Re: [PATCH net v3] mptcp: fix soft lockup in mptcp_recvmsg()

From: Li Xiasong

Date: Mon Mar 30 2026 - 06:43:40 EST

Hi Matt,

On 3/27/2026 8:13 PM, Matthieu Baerts wrote:
> Hi Li,
>
> On 27/03/2026 08:55, Li Xiasong wrote:
>> syzbot reported a soft lockup in mptcp_recvmsg() [0].
>>
>> When receiving data with MSG_PEEK | MSG_WAITALL flags, the skb is not
>> removed from the sk_receive_queue.
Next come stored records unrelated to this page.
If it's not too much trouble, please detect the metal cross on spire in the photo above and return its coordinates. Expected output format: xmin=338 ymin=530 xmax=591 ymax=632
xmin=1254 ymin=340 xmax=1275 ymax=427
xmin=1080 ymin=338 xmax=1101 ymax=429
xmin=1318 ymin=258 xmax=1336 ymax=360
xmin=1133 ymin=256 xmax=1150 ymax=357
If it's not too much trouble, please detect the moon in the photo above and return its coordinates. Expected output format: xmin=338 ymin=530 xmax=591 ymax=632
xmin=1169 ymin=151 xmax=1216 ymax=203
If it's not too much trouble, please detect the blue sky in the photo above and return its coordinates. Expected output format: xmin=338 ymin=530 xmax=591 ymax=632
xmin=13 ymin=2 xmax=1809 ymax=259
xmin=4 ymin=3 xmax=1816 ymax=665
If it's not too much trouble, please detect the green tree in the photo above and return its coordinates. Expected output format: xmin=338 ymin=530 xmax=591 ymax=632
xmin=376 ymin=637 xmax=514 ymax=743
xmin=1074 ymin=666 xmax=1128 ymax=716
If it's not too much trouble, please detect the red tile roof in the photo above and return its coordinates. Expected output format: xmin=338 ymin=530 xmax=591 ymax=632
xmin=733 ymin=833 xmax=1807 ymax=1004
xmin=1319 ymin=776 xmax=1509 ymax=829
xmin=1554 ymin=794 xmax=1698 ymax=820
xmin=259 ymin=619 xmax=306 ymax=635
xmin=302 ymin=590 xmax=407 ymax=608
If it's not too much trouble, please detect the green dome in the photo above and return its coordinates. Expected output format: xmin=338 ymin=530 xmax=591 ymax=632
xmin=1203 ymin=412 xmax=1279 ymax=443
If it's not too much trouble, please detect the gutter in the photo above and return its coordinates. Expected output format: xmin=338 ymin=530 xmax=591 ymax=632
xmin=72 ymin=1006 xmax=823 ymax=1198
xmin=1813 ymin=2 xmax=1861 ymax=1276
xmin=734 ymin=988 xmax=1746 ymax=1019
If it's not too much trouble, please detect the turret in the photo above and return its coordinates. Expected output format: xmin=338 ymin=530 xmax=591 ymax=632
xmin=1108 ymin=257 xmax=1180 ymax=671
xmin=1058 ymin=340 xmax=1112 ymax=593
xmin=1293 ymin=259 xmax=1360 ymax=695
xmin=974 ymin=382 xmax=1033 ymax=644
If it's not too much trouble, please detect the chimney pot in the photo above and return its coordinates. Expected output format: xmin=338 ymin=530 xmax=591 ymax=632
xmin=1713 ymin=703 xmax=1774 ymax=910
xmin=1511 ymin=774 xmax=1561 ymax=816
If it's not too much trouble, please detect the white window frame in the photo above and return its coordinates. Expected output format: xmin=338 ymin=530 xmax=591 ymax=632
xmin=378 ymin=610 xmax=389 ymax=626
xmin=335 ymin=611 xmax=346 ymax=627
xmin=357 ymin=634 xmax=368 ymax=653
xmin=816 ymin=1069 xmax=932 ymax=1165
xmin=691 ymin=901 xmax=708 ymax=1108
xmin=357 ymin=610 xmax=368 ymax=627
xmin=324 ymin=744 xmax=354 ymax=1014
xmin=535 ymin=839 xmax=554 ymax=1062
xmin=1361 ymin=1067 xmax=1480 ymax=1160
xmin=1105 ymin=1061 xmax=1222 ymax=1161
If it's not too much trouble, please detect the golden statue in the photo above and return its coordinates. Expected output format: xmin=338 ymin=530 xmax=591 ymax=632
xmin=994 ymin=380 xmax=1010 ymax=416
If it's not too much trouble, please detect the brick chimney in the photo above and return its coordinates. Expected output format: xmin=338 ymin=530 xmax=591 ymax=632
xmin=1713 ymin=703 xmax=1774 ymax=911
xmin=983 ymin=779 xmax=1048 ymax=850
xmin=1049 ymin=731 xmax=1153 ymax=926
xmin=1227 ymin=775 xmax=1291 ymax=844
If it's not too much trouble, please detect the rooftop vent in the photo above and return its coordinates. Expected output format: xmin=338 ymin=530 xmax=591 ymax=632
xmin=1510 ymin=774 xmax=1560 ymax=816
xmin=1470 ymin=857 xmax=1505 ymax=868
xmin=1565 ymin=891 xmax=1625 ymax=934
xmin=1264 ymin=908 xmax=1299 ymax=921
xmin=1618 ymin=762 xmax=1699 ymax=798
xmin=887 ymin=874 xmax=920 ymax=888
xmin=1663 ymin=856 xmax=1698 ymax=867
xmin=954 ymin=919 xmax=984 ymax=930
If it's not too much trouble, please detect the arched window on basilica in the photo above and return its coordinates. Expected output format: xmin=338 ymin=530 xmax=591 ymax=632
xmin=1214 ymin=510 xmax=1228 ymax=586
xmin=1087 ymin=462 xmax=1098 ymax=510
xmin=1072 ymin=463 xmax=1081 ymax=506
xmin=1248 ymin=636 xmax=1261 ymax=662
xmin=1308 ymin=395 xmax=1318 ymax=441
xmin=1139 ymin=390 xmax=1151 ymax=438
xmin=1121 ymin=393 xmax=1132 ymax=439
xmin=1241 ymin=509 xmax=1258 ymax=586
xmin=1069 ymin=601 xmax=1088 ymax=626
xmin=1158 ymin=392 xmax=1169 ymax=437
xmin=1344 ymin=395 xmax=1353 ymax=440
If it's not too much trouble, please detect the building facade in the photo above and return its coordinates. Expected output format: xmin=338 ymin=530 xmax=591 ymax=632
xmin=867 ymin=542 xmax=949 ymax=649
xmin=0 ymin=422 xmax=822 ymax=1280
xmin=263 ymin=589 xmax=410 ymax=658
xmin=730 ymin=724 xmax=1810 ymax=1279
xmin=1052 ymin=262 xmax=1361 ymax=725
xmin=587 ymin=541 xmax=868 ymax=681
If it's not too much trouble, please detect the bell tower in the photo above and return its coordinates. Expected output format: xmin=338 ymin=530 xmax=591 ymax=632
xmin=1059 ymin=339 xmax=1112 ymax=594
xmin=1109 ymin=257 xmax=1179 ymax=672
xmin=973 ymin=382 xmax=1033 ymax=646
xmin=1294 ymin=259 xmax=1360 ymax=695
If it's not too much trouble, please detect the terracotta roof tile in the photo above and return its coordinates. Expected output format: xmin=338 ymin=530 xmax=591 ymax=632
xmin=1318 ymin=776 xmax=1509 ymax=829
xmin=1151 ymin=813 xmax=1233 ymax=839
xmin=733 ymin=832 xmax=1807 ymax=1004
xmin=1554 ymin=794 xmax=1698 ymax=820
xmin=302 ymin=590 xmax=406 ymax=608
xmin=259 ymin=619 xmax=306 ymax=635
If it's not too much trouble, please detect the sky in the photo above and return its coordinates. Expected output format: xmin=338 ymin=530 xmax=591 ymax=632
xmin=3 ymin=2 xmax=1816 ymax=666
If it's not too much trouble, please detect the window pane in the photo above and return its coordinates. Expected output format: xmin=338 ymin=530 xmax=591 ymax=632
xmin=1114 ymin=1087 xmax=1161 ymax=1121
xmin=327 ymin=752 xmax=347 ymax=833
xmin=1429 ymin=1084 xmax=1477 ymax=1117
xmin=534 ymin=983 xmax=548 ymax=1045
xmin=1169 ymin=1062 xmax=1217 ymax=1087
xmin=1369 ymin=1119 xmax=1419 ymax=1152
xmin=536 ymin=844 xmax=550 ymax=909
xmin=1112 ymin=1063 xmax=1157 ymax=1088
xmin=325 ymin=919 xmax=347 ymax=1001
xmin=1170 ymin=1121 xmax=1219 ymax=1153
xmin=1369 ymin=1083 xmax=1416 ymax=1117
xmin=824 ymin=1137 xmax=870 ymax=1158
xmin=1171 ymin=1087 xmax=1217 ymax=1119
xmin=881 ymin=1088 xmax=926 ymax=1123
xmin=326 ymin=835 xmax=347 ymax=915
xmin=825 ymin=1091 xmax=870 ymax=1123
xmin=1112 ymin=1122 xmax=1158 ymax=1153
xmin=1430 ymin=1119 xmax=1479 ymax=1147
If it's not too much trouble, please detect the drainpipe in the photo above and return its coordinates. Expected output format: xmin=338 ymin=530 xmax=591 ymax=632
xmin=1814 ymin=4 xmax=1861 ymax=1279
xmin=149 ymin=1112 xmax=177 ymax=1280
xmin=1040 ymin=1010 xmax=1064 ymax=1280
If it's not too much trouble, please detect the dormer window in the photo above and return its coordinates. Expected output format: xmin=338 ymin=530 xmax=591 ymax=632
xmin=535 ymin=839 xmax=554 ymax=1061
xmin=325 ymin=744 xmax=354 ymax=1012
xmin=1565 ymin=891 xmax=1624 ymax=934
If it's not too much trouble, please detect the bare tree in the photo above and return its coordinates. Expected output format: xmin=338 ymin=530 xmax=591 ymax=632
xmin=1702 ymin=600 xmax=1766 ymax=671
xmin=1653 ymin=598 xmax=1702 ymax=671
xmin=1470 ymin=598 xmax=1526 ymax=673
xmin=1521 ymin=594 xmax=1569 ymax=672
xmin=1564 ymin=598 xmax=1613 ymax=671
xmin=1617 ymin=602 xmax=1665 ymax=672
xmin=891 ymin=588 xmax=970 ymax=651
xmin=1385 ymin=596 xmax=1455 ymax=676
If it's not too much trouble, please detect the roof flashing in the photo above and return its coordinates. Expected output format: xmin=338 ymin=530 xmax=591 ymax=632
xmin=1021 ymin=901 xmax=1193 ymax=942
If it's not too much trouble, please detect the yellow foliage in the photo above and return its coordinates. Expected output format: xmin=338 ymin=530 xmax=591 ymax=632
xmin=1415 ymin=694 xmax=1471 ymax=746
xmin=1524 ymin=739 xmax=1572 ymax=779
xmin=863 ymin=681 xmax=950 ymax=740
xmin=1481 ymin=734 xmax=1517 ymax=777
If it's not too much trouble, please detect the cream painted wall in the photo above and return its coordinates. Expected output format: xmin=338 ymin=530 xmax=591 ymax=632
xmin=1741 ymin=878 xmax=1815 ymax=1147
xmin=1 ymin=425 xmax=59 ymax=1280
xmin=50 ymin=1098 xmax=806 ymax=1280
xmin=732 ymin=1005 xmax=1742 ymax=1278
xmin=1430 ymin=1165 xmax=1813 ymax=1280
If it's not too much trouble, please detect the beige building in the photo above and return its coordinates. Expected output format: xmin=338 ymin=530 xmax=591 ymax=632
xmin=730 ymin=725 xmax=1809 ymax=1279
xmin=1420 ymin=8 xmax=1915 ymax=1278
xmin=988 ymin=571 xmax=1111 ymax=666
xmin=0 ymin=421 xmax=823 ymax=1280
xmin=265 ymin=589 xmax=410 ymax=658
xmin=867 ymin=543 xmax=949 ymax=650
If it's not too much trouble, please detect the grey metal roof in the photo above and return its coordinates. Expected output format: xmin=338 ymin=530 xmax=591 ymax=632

This causes sk_wait_data() to always
>> find available data and never perform actual waiting, leading to a soft
>> lockup.
>>
>> Fix this by adding a 'last' parameter to track the last peeked skb.
>> This allows sk_wait_data() to make informed waiting decisions and prevent
>> infinite loops when MSG_PEEK is used.
>
> Thank you for the new version!
>
> (...)
>
>> diff --git a/net/mptcp/protocol.c b/net/mptcp/protocol.c
>> index cf1852b99963..60f6e6a189b7 100644
>> --- a/net/mptcp/protocol.c
>> +++ b/net/mptcp/protocol.c
>
> (...)
>
>> @@ -2343,7 +2347,7 @@ static int mptcp_recvmsg(struct sock *sk, struct msghdr *msg, size_t len,
>>
>> pr_debug("block timeout %ld\n", timeo);
>> mptcp_cleanup_rbuf(msk, copied);
>> - err = sk_wait_data(sk, &timeo, NULL);
>> + err = sk_wait_data(sk, &timeo, last);
>
> sashiko is saying [1] this:
>
>> Will this cause a soft lockup if all socket buffers in the receive queue
>> have already been peeked?
>>
>> If the queue only contains already-peeked buffers, the loop in
>> __mptcp_recvmsg_mskq() skips them using a continue statement:
>>
>> if (flags & MSG_PEEK) {
>> /* skip already peeked skbs */
>> if (total_data_len + data_len <= copied_total) {
>> total_data_len += data_len;
>> continue;
>> }
>>
>> This means last is never assigned and remains NULL.
>>
>> When last is NULL, sk_wait_data() checks if the receive queue tail is
>> not equal to NULL. Since the queue still contains the unconsumed buffers,
>> this evaluates to true and sk_wait_data() returns immediately without
>> sleeping.
>>
>> Does this result in an infinite loop here when MSG_PEEK and MSG_WAITALL
>> are used together?
>
> I *think* that's a false positive. When MSG_PEEK and MSG_WAITALL are
> used together, sk_wait_data() will be call with "last" != NULL and will
> be unblocked when a new data packet (skb->len > 0) is added to the
> queue. In other words, when walking the queue in __mptcp_recvmsg_mskq,
> it should never be full of already-peeked skb. Or did I miss something?
>
> If yes, "*last = skb" could be added before the "continue".
>
> If no, this patch can be applied in 'net' directly:
>
> Reviewed-by: Matthieu Baerts (NGI0) <matttbe@xxxxxxxxxx>
>

Through code analysis and testing, there is indeed the special scenario
sashiko described:

when receiving data with MSG_PEEK | MSG_WAITALL while waiting for data
and calling shutdown(sock_fd, SHUT_WR) in another thread simultaneously,
mptcp_close_wake_up will wake up sk_wait_data, but sk->sk_state remains
FIN_WAIT2, leading to a busy loop with CPU at 100%, which can further
lead to soft lockup.

Adding '*last = skb' before 'continue' can properly solve it. I'll send
v4 with this fix later.

Thanks,
Li Xiasong